Auditor General can surcharge but must wait for ratification from Parliament – Kan-Dapaah
The National Security Minister, Albert Kan-Dapaah has raised contentions in a Supreme Court ruling ordering the Auditor General to surcharge anyone who is found culpable of misappropriating public funds.
In a unanimous ruling in June 2017, a seven-member panel of the Apex court noted that the Auditor General must act on its annual report and take steps to retrieve any public fund found to have been misappropriated.
Pressure group, Occupy Ghana had sued the Attorney General as well as the Auditor General accusing them of refusing to surcharge persons who are said to have misappropriated monies belonging to the state amounting more than GHS40 billion.
But addressing the opening session of the African Organisation of English speaking
Supreme Audit Institutions, AFROSAI-E, in Accra, National Security Minister Albert Kan Dapaah argued that the decision of the Supreme Court is subject to urgent review since the Auditor General remains accountable to the legislative house.
“Any attempt to distance the Auditor General from parliament is fundamentally wrong and dangerous. It’s always been the case that the report of the auditor general be deemed to be conclusive until it is ratified by the legislature. The auditor general can disallow and report to parliament as per article 107 which stipulates that the auditor general reports to parliament. Indeed, the auditor general can also prescribe a surcharge but must await ratification from parliament before implementing any such surcharge.”
Additionally, Mr. Kan Dapaah described the precedence as absurd and fundamentally wrong.
“In the real world it will be absurd for an auditor to start implementing his report when his findings and recommendations have not been communicated to the who employed him to undertake the audit. It is fundamentally wrong.”
On the issue of whether the mandate of the Auditor-General ends at submission of recommendations of the report to Parliament, this is what the Supreme Court had to say in their ruling on June 14, 2017:
“the Auditor-General’s powers of surcharge and disallowance are constitutional and therefore have to be on a higher pedestal and given pride of place. When we consider the combined effect of Regulations 34, 35, and 57 respectively of the Audit Service Regulations, 2011 C I. 70, which deals with Audit observations and reporting, consequences of not responding to an audit observation and issue of management letters after completion of an audit assignment respectively, it becomes very clear that these roles and functions are different in scope and magnitude from the Auditor-General’s report envisaged and stipulated in articles 187 (2) (5) respectively of the constitution.

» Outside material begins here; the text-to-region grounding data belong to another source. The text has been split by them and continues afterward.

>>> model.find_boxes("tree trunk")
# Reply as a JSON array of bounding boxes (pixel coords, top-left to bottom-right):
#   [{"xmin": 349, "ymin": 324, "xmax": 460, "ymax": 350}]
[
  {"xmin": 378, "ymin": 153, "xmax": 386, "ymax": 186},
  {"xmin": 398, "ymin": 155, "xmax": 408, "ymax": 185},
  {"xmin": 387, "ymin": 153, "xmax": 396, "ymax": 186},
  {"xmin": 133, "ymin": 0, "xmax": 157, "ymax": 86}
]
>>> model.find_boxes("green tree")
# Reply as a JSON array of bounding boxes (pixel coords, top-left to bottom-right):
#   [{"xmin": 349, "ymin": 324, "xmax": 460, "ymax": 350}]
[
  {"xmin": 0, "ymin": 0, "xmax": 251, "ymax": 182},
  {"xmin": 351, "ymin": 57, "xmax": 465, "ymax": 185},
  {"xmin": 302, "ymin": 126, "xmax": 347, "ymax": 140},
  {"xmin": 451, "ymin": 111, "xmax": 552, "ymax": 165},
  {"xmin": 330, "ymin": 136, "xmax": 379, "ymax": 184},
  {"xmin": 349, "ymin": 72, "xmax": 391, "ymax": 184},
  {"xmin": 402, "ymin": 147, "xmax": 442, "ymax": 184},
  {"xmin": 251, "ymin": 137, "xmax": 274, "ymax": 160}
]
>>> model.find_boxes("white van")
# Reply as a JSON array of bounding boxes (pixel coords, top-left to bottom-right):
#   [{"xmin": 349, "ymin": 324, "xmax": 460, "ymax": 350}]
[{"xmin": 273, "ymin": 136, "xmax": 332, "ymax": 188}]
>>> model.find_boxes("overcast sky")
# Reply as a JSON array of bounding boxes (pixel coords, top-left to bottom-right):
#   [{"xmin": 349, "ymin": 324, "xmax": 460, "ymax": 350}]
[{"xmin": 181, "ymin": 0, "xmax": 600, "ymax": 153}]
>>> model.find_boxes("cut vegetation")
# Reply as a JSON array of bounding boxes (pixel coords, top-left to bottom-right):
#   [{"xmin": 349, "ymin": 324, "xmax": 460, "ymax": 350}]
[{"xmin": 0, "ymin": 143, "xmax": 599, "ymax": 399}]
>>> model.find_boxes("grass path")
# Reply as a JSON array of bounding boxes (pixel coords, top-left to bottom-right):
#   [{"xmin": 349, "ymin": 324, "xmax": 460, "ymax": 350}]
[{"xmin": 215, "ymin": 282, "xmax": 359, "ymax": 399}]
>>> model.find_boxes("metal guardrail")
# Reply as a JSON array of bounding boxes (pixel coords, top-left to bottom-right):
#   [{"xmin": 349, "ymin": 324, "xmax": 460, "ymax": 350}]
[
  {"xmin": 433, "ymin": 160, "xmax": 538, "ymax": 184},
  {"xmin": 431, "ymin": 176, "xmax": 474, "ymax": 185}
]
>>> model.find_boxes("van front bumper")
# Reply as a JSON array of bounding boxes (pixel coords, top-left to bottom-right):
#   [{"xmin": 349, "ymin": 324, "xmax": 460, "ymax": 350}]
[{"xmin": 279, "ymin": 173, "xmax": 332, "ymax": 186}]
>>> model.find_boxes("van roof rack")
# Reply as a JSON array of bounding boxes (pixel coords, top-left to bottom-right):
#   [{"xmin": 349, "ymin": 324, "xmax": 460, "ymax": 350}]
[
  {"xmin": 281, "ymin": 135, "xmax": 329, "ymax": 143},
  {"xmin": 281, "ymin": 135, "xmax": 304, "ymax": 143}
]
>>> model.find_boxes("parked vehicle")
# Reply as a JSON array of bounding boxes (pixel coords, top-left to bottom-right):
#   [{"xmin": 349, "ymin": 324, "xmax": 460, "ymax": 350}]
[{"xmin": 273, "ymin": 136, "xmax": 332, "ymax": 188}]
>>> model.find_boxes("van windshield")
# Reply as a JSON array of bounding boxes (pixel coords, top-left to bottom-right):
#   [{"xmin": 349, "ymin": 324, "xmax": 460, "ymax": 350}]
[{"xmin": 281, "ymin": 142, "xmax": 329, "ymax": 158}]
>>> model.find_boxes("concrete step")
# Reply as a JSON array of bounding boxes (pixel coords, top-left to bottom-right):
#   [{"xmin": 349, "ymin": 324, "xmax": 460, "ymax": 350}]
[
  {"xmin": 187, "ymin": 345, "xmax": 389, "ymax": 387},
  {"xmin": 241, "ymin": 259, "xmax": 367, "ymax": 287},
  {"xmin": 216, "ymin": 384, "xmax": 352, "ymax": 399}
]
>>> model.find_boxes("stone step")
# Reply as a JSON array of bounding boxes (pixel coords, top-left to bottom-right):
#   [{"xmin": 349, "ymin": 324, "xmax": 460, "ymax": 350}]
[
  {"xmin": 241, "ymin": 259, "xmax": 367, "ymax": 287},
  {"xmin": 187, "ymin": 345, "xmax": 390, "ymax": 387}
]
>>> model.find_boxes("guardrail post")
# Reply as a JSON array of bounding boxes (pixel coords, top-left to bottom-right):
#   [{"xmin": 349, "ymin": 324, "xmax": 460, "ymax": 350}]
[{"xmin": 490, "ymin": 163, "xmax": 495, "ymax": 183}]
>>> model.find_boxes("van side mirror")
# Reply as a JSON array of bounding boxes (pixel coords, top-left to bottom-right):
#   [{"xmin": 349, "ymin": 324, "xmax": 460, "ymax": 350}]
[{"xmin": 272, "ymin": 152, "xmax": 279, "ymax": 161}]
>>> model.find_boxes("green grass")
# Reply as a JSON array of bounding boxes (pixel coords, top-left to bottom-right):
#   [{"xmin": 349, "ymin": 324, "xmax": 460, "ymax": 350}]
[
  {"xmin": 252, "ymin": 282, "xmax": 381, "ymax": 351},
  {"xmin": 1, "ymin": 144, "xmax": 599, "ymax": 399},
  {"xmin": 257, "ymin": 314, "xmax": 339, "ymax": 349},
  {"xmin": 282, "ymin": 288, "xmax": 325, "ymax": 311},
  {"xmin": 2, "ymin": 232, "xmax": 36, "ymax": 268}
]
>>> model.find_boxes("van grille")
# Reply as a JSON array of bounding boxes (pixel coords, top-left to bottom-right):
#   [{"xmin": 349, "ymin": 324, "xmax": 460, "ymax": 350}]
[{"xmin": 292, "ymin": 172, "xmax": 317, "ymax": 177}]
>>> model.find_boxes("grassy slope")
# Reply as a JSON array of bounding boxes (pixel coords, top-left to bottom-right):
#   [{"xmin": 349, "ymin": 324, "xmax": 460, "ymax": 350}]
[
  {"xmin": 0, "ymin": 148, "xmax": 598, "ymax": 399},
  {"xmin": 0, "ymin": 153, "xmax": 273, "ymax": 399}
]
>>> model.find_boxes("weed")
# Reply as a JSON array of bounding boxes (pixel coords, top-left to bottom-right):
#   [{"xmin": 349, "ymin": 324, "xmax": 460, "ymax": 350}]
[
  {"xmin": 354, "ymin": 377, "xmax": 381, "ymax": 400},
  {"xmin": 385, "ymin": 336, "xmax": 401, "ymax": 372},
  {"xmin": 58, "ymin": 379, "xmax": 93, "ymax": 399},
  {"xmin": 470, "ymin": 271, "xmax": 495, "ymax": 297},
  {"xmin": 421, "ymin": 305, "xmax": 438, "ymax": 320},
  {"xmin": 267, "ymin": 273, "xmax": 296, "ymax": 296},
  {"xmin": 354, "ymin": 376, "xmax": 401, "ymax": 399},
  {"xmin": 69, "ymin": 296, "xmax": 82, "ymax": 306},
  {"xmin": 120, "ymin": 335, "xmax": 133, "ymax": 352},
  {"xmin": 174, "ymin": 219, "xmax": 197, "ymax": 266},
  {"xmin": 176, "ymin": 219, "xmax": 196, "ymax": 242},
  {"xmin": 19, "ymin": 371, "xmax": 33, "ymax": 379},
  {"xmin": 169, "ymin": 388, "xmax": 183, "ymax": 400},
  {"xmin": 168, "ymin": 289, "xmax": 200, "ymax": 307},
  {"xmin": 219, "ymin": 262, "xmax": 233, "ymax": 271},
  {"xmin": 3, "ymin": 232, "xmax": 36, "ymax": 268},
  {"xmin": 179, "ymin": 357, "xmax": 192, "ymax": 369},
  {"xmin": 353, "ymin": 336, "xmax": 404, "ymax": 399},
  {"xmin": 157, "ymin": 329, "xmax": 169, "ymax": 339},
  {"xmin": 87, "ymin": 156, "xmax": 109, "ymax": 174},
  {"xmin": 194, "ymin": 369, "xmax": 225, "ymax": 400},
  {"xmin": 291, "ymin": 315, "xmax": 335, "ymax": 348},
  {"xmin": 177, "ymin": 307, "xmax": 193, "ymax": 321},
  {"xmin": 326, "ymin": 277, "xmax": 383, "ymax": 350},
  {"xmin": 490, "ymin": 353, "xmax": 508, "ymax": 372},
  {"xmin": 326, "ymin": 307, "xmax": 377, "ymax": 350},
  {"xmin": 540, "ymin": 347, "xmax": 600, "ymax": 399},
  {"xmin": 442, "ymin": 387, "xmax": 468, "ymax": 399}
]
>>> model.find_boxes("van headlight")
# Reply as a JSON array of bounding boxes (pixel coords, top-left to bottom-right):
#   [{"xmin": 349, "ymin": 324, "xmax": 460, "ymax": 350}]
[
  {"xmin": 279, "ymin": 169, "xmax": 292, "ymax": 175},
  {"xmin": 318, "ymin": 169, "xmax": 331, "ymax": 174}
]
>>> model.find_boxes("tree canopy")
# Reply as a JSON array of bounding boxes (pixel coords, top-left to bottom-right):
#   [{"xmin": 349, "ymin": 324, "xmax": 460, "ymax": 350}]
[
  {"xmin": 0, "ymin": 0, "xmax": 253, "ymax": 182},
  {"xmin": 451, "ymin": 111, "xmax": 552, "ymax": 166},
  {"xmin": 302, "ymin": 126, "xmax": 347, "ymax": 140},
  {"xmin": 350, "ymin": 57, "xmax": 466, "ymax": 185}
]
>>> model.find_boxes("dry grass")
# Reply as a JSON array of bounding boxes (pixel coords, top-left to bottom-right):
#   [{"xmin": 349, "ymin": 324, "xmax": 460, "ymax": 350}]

“Whilst management letters are issued by Branch and sectorial heads within two weeks of an audit assignment, containing their findings, recommendations and conclusions of their assignment to the management of the entity and copied to the officials and the organisations, that of the Auditor-General is wider in scope as it is submitted to Parliament and has far reaching effects and consequences as is stipulated in articles 187 (7) (b) of the Constitution.
“Audit observations per Regulation 34 (1) of C. I. 70 on the other hand are formal audit observations issued at an audit location in the course of the audit. In this respect, the audit team is enjoined under Regulation 34 (2) (a) & (b) of C. I. 70 to take steps to discuss with the audited organization the findings and recommendations arising from the audit and also obtain written responses from the audited organization.
“Thus, these activities occur at a lower level and earlier stage of the process which culminated in the Auditor-General’s report submitted to Parliament. It is thus therefore quite clear that Audit observations, and Management letters are different in context, scope and magnitude from the Auditor-Generals’ report as stipulated in article 187 referred to supra.
“From the above discussions, it is quite apparent that the Auditor-General has an obligation to ensure that his powers of disallowance and surcharge duly exercised by him under article 187 (7) (b) of the Constitution are complied with by the public entity or officials directly affected by the exercise of his powers of surcharge and disallowance.”